While visiting friends in Aspen last week, I had a close encounter of the disgraced CEO kind: I spotted Kenny Lay, garbed in a spiffy jogging suit, getting in a little morning cardio not far from one of the two multimillion dollar vacation homes he keeps there. I guess that secondhand shop his wife opened to sell off some of their booty has been doing brisk business.
Truth be told, such scoundrel sightings are not as unusual as they should be. Despite the well-deserved roasting they're currently getting over the media spit, many of the most notorious boardroom bad guys are continuing to live the high life to which they became accustomed while plundering their companies' coffers.
Even Adelphia's John Rigas, who was forced to do the newly-trendy EPW (executive perp walk) following his arrest, had enough spare change on hand to cover his $10 million bail -- and was back home in plenty of time for a nice family dinner with his indicted sons. You know what they say: The family that eats together, cheats together.
The victims of corporate pillage, meanwhile, are not having it so easy. Faced with scrambled nest eggs, sinking pension plans, shaky health coverage and a gloomy job market, record numbers of average Americans are taking it on the chin -- and in the wallet.
A key indicator of just how bad things have gotten for the little guy is the record number of Americans -- 1.5 million -- who filed for personal bankruptcy in the year ending March 31. That's one out of every 69 U.S. households.
And since bankruptcies invariably lag behind current economic conditions -- they are the fiscal equivalent of those guys in the circus who follow after the elephants with a shovel, trying to deal with the mess the parade has left behind -- the odds are high that 2002 will be an even better year for bankruptcy attorneys. The first quarter of this year has already seen a record 369,237 filings.
And it's important to note that only 3 percent of these filings are by people who abuse the system by living extravagant lifestyles and then leaving their creditors holding the bag. The majority are actually low- to middle-class people who can't pay their bills because they've lost their jobs or been hit with crippling medical bills or been enticed into running up unmanageable credit card balances by easy-credit come-ons and here-today-gone-tomorrow "teaser" interest rates.
Nevertheless, Congress is on the verge of passing legislation that will make it harder for people to start afresh after they declare bankruptcy while, not coincidentally, adding billions of dollars to the bottom line of banks and credit card companies.
And why are our elected representatives so eager to add to the burden of consumers struggling to rebuild their lives amidst tough economic times? Perhaps it has something to do with the $27.5 million the finance and credit industries have contributed to political campaigns since 1990 -- including $3,518,966 so far in the 2002 election cycle.
In addition, credit card giants MBNA, Citigroup and Morgan Stanley were among the top 10 donors to President Bush's 2000 campaign. Is it any surprise that the president has indicated he will sign the bankruptcy bill as soon as it hits his desk? It's the first law of politico-dynamics: You sign a president's checks, he'll sign your bill. Anyone can buy public policy, but it's not cheap. If you have to ask, you probably can't afford it.
For an especially sleazy example of how this Beltway quid pro quo works, look no further than the case of Rep. Jim Moran, D-Va., the chief Democratic sponsor of the bankruptcy bill. It seems that back in 1998, Moran was about to be buried under an avalanche of hefty credit card balances he couldn't pay off. Things looked grim for the congressman -- until he was bailed out by a sweetheart loan orchestrated by the generous folks at MBNA.
In a move as shameless as it is despicable, Moran then turned around and helped craft a bill that will make it harder for average consumers who find themselves in the same jam he was in. Will MBNA ride to their rescue as well -- or will it do everything in its newly fortified power to exact its pound of flesh?

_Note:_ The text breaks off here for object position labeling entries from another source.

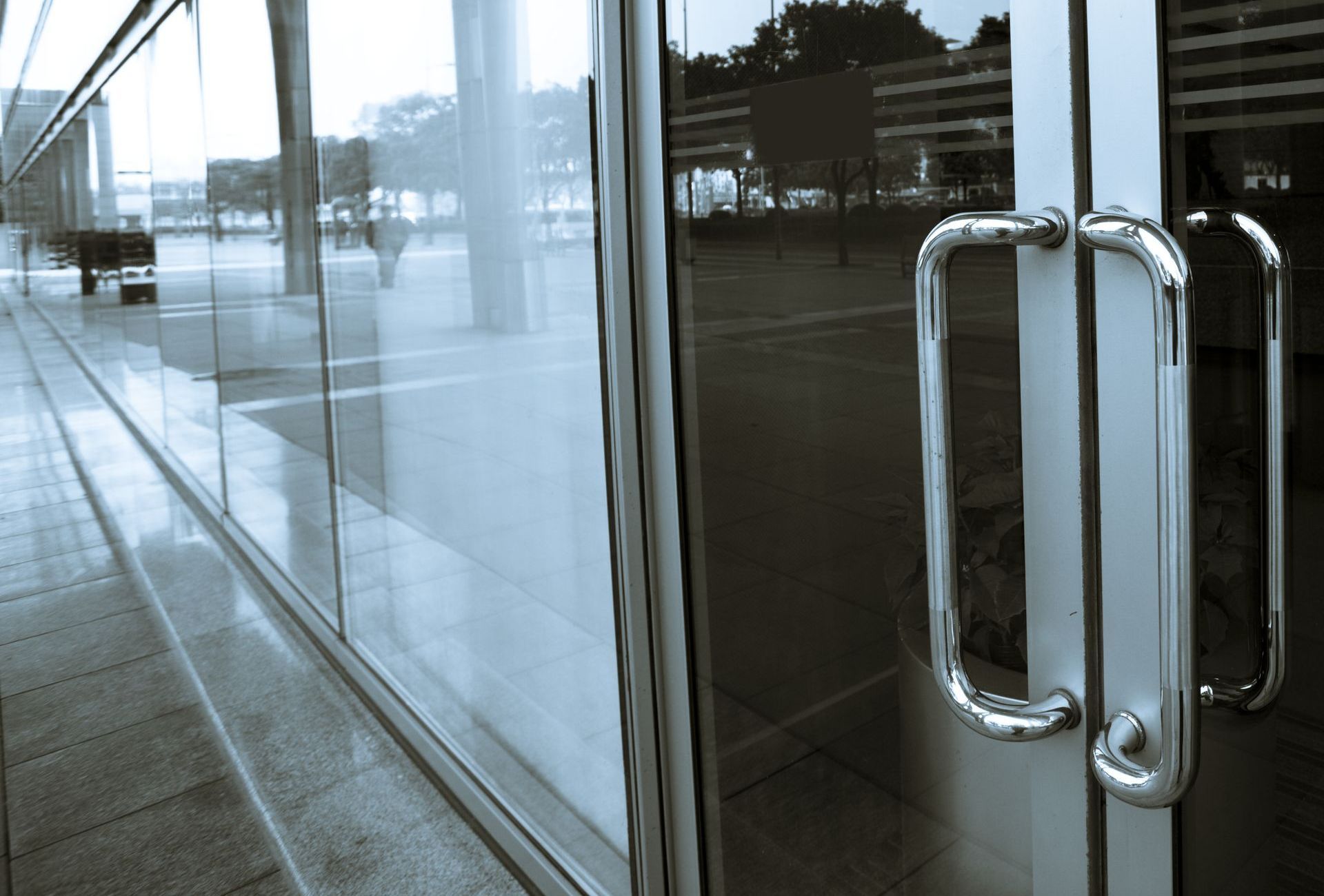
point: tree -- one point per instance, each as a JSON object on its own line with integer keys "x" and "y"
{"x": 248, "y": 185}
{"x": 811, "y": 39}
{"x": 416, "y": 147}
{"x": 561, "y": 156}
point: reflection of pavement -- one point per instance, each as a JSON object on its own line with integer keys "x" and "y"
{"x": 803, "y": 412}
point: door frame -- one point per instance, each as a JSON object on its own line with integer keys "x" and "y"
{"x": 1059, "y": 414}
{"x": 1127, "y": 150}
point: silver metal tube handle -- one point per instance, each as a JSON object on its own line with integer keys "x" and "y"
{"x": 1111, "y": 756}
{"x": 991, "y": 715}
{"x": 1259, "y": 691}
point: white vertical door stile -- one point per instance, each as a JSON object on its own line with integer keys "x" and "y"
{"x": 1125, "y": 161}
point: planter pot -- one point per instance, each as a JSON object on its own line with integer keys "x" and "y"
{"x": 976, "y": 786}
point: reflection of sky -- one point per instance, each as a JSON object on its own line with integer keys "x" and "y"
{"x": 20, "y": 17}
{"x": 715, "y": 26}
{"x": 74, "y": 33}
{"x": 359, "y": 57}
{"x": 408, "y": 45}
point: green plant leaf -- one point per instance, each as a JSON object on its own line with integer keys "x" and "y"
{"x": 1224, "y": 562}
{"x": 1213, "y": 625}
{"x": 1010, "y": 598}
{"x": 992, "y": 490}
{"x": 1007, "y": 520}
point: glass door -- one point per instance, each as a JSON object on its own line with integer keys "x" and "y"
{"x": 859, "y": 511}
{"x": 1224, "y": 151}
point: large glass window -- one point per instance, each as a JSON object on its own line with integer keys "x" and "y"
{"x": 456, "y": 237}
{"x": 345, "y": 267}
{"x": 183, "y": 252}
{"x": 265, "y": 287}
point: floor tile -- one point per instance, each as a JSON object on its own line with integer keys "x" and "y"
{"x": 40, "y": 497}
{"x": 57, "y": 655}
{"x": 63, "y": 608}
{"x": 17, "y": 481}
{"x": 199, "y": 842}
{"x": 248, "y": 661}
{"x": 47, "y": 543}
{"x": 306, "y": 737}
{"x": 47, "y": 518}
{"x": 405, "y": 838}
{"x": 77, "y": 788}
{"x": 60, "y": 571}
{"x": 272, "y": 884}
{"x": 80, "y": 709}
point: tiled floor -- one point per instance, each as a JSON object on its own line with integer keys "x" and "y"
{"x": 163, "y": 730}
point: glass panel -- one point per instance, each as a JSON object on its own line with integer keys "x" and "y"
{"x": 1246, "y": 132}
{"x": 129, "y": 320}
{"x": 183, "y": 252}
{"x": 20, "y": 123}
{"x": 265, "y": 292}
{"x": 829, "y": 760}
{"x": 457, "y": 257}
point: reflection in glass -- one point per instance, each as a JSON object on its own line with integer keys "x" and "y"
{"x": 457, "y": 258}
{"x": 1246, "y": 130}
{"x": 811, "y": 154}
{"x": 129, "y": 314}
{"x": 183, "y": 252}
{"x": 268, "y": 323}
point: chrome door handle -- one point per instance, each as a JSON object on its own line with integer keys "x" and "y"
{"x": 991, "y": 715}
{"x": 1164, "y": 784}
{"x": 1275, "y": 281}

It is particularly ironic that Congress was wrapping up its billion-dollar gift to the banking industry during the same week executives of Citigroup and J.P. Morgan Chase were lambasted on Capitol Hill for helping Enron defraud shareholders to the tune of $8 billion. Only in Washington could a pair of companies be publicly raked over the coals -- exposed as bald-faced liars and criminal accessories -- on a Tuesday, and then be blown an all-is-forgiven makeup smooch on Thursday.
So once again big donors get a kiss on the lips and little guys get a kick in the rear, or someplace even more painful. And those trying to dig themselves out of a mountain of debt are not likely to be given a boost by a contracting job market with 8.4 million people out of work and more people seeking unemployment benefits than at any time in nearly 20 years.
No wonder there is a growing anger among the dispossessed. "Never before have I seen the fury and hatred that I'm now seeing on a daily basis," says David Bowman, chairman of TTG Consultants/Lincolnshire, an employment consultancy firm that tries to find work for people who have been downsized. "You've got thousands and thousands of hardworking people who, through no fault of their own, find themselves broke, out of a job, and with nearly worthless retirement plans."
I realize that life isn't fair. But wouldn't it be nice if it were a little more just? If Kenny Lay, instead of jogging around the streets of Aspen in sweats, were jogging around a jail yard track in stripes?